Federal Communications Commission
Argued April 2-3, 1969
Decided June 9, 1969*
395 U.S. 367
The Federal Communications Commission (FCC) has for many years imposed on broadcasters a "fairness doctrine," requiring that public issues be presented by broadcasters and that each side of those issues be given fair coverage. In No. 2, the FCC declared that petitioner Red Lion Broadcasting Co. had failed to meet its obligation under the fairness doctrine when it carried a program which constituted a personal attack on one Cook, and ordered it to send a transcript of the broadcast to Cook and provide reply time, whether or not Cook would pay for it. The Court of Appeals upheld the FCC's position. After the commencement of the Red Lion litigation, the FCC began a rulemaking proceeding to make the personal attack aspect of the fairness doctrine more precise and more readily enforceable, and to specify its rules relating to political editorials. The rules, as adopted and amended, were held unconstitutional by the Court of Appeals in RTNDA (No. 717) as abridging the freedoms of speech and press.
1. The history of the fairness doctrine and of related legislation shows that the FCC's action in the Red Lion case did not exceed its authority, and that, in adopting the new regulations, the FCC was implementing congressional policy. Pp. 395 U. S. 375-386.
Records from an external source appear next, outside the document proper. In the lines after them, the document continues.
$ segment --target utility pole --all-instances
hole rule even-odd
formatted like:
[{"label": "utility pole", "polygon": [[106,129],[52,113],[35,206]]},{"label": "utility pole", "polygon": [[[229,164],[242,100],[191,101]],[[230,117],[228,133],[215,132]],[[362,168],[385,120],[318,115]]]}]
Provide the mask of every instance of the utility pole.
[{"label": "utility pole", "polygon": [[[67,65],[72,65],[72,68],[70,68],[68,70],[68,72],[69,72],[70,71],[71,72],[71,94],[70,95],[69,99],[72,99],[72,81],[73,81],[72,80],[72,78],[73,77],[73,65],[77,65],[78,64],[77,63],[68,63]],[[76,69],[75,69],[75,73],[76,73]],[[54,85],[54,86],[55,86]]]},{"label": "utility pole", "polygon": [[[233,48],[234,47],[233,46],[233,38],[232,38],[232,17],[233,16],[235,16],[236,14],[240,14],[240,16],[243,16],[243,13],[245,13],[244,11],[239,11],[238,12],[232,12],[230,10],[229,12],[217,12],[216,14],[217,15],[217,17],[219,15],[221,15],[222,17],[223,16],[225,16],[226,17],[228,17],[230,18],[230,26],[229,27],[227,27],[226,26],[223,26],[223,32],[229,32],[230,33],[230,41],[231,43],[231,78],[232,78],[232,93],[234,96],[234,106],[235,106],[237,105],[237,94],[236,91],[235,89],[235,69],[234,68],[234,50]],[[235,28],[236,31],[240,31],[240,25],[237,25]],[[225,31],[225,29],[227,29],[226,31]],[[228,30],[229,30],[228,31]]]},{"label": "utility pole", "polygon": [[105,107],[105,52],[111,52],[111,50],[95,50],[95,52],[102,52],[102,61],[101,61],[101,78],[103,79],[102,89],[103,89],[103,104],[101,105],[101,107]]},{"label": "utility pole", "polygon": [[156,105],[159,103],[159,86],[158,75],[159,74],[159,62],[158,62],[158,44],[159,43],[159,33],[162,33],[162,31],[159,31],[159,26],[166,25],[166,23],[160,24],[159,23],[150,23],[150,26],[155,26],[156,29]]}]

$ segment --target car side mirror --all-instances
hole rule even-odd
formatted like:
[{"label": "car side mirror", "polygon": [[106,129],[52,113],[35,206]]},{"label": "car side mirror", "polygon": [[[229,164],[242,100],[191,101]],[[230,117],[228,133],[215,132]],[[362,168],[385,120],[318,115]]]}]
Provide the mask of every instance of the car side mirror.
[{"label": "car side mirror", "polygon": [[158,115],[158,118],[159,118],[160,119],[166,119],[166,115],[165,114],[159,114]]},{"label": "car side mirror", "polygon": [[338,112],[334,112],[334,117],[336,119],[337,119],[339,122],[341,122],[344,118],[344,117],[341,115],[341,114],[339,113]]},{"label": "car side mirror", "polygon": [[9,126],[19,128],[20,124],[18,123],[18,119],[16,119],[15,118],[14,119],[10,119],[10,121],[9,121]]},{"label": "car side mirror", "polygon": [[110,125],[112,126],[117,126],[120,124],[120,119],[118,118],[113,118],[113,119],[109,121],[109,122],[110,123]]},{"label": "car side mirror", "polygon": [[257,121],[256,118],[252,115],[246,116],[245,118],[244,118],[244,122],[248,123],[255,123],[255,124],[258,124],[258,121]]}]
(a) The fairness doctrine began shortly after the Federal Radio Commission was established to allocate frequencies among competing applicants in the public interest, and insofar as there is an affirmative obligation of the broadcaster to see that both sides are presented, the personal attack doctrine and regulations do not differ from the fairness doctrine. Pp. 395 U. S. 375-379.
(b) The FCC's statutory mandate to see that broadcasters operate in the public interest and Congress' reaffirmation, in the
1959 amendment to § 315 of the Communications Act, of the FCC's view that the fairness doctrine inhered in the public interest standard, support the conclusion that the doctrine and its component personal attack and political editorializing' regulations are a legitimate exercise of congressionally delegated authority. Pp. 395 U. S. 379-386.
2. The fairness doctrine and its specific manifestations in the personal attack and political editorial rules do not violate the First Amendment. Pp. 395 U. S. 386-401.
(a) The First Amendment is relevant to public broadcasting, but it is the right of the viewing and listening public, and not the right of the broadcasters, which is paramount. Pp. 395 U. S. 386-390.
(b) The First Amendment does not protect private censorship by broadcasters who are licensed by the Government to use a scarce resource which is denied to others. Pp. 395 U. S. 390-392.
(c) The danger that licensees will eliminate coverage of controversial issues as a result of the personal attack and political editorial rules is, at best, speculative, and, in any event, the FCC has authority to guard against this danger. Pp. 395 U. S. 392-395.
(d) There was nothing vague about the FCC's specific ruling in the Red Lion case, and the regulations at issue in No. 717 could be employed in precisely the same way as the fairness doctrine in Red Lion. It is not necessary to decide every aspect of the fairness doctrine to decide these cases. Problems involving more extreme applications or more difficult constitutional questions will be dealt with if and when they arise. Pp. 395 U. S. 395-396.
(e) It has not been shown that the scarcity of broadcast frequencies, which impelled governmental regulation, is entirely a thing of the past, as new uses for the frequency spectrum have kept pace with improved technology and more efficient utilization of that spectrum. Pp. 395 U. S. 396-400.
No. 2, 127 U.S.App.D.C. 129, 381 F.2d 908, affirmed; No. 717, 400 F.2d 1002, reversed and remanded.